Objective: Breast cancer represents a significant clinical challenge due to tumor heterogeneity and the presence of therapy-resistant cancer stem cells (CSCs). The combination of epigenetic modulators and differentiation-inducing agents has emerged as a promising therapeutic strategy. In this study, we aimed to evaluate the anticancer effects of combining the methyltransferase inhibitor 3-Deazaneplanocin A (DZNep) and the MYC transcription inhibitor Stauprimide on breast cancer cell lines and breast cancer stem cells (BCSCs). Methods: Cytotoxicity was determined by real-time cell analysis (RTCA) to calculate IC₅₀ values and evaluate the synergistic potential of the combination using isobologram analyses. Apoptosis induction and cell cycle distribution were assessed via flow cytometry using Annexin V-FITC/PI staining and DNA content analysis, respectively. Cell migration was evaluated using wound-healing assays. Additionally, quantitative RT-PCR was performed to analyze expression changes in key apoptosis – and cell cycle-related genes following treatment.
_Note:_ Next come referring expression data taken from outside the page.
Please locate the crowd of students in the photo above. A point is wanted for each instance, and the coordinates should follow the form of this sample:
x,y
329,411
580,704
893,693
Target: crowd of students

Results: The combination of DZNep and Stauprimide (1:1 ratio) demonstrated significant synergistic cytotoxicity in MCF-7 (luminal A) and MDA-MB-231 (triple-negative) breast cancer cells, substantially reducing effective doses of both agents (combination index values of 0.671 and 0.134, respectively). Treatment markedly induced apoptosis, triggered cell cycle arrest predominantly at G2/M and G0/G1 phases, increased polyploidy, and significantly inhibited migration. Notably, the combination selectively induced apoptosis and modulated gene expression (e.g., TP53 and p27 upregulation) in BCSCs, while exhibiting minimal toxicity towards the normal mammary epithelial cell line, MCF-10A. The combination of DZNep and Stauprimide exerts potent anticancer effects by selectively inducing apoptosis, cell cycle arrest, and suppressing migration in breast cancer cells, including CSC populations. Conclusion: These findings suggest translational potential for preventing recurrence and metastasis, positioning this therapeutic strategy as a promising candidate for further validation in preclinical and clinical studies.